The dimensions are 10" x 15 1/2" x 6 1/2" highest point of the arch on top, 5 1/2" at the front and back. The thickness of the wood is 3/8" on all material except the removable tray which is 1/4". I see many small boxes which are made way too thick on the sides...up to 3/4"... Way out of proportion in my view and way too heavy looking and feeling. The thickness I chose is more in keeping with the scale and lightness of the finished piece. The light colored wood also adds to the "lightness". 

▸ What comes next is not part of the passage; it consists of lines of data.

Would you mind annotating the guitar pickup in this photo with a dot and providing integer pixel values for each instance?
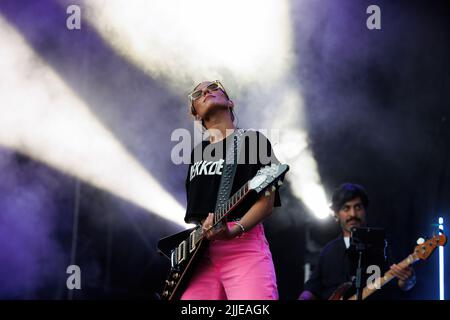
(182, 252)
(173, 258)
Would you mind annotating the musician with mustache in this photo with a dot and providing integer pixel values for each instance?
(337, 263)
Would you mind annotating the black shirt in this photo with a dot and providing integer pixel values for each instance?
(205, 171)
(338, 265)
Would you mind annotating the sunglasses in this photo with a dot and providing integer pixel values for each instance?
(213, 86)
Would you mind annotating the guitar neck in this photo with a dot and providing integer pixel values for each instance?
(223, 211)
(388, 276)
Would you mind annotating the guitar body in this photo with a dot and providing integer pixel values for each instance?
(180, 274)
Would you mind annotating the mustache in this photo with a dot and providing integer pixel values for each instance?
(356, 219)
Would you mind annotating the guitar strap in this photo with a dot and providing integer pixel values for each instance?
(231, 158)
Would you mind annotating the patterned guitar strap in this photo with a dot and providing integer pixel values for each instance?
(226, 181)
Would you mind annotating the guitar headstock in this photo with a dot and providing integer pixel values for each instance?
(425, 249)
(268, 176)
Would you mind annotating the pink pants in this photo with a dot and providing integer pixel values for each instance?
(237, 269)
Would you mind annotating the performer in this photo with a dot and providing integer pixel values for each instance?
(237, 263)
(337, 264)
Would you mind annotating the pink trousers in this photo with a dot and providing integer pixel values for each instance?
(236, 269)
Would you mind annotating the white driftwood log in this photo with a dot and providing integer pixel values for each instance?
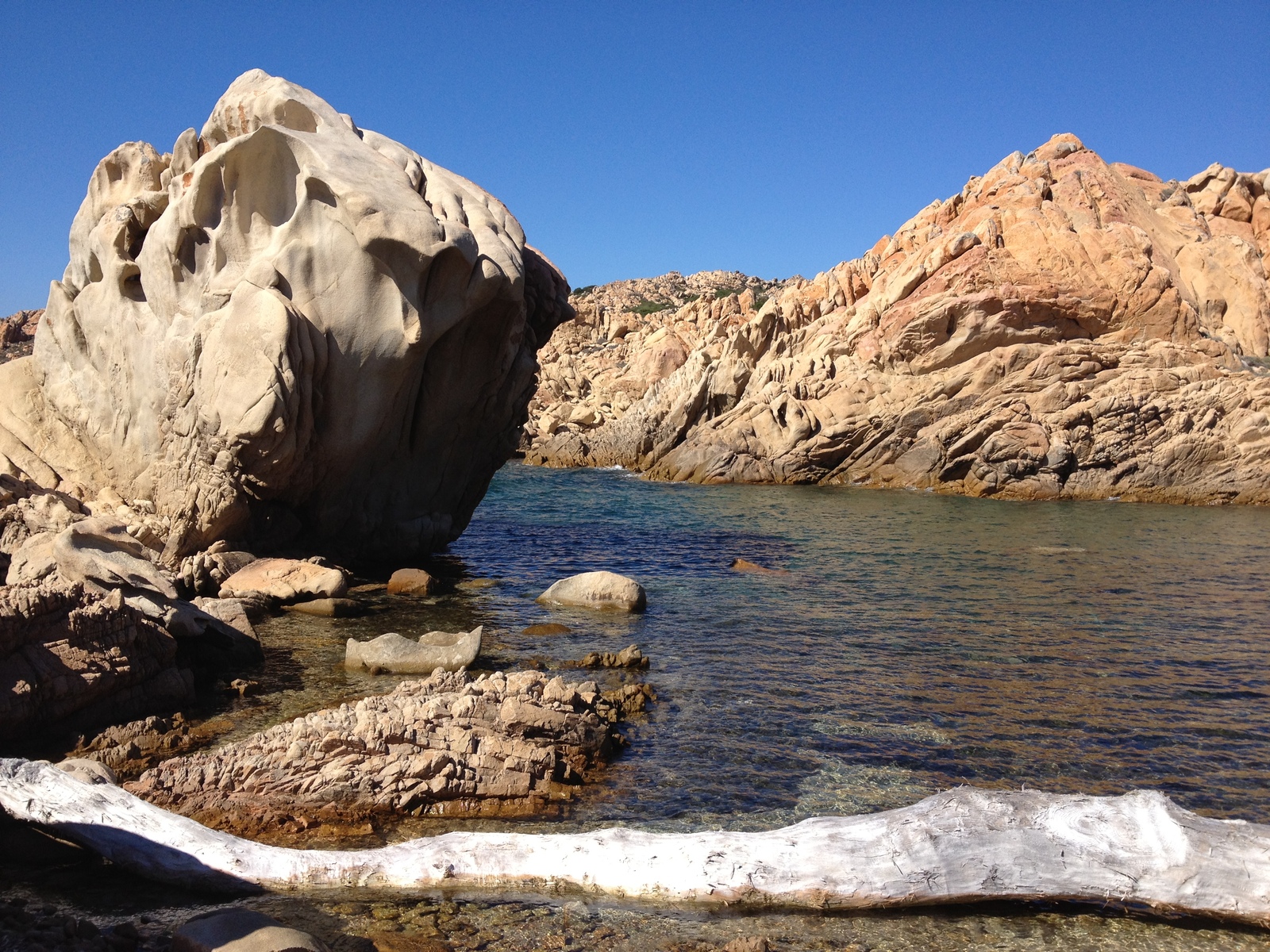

My goal is to make several more in that size and a larger version humped back Hope chest or blanket chest. The trick will be to jig up a means to make the curved top pieces and join them together. Sometimes I don't remember how I did stuff and if I had to do it again I have no clue....:blink: bill


----------



## clarionflyer (Apr 27, 2008)

OK, now your ticking me off, Woodnthings. Using the old "cupped board" for the lid trick? :laughing:
Beautiful box. And beautiful play by play instructions... er, I mean advice.
Thanks for posting and all the work involved.


----------



## clarionflyer (Apr 27, 2008)

I just built a nice cherry box and was trying to decide the top (routed arch, flat, veneer?). I just happen to have some nice cupped cherry so I'll give it a go. One thing I am sure of - it won't be nearly as nice yours.
Thanks for the nice idea.


----------



## MastersHand (Nov 28, 2010)

That's how to make a bad situation into something that fits your needs. Way to think past a problem and make a beautiful salutation. Beautiful box Happy Holidays


----------



## wwinsauer (Dec 7, 2010)

Gorgeous box!

I love that you cut the wood from scratch and followed through to the end. Love the hinges and that you busted out the hand tools too! Great use of resources! The jig was very clever, don't know if I would have thought of that.

Beautiful work! So very well done!

Wayne


----------



## Capacity Workstation (Jun 6, 2011)

This is Beautiful!


----------



## djg (Dec 24, 2009)

I know this is an older thread, I must have missed it the first time through, but since it's been resurrected....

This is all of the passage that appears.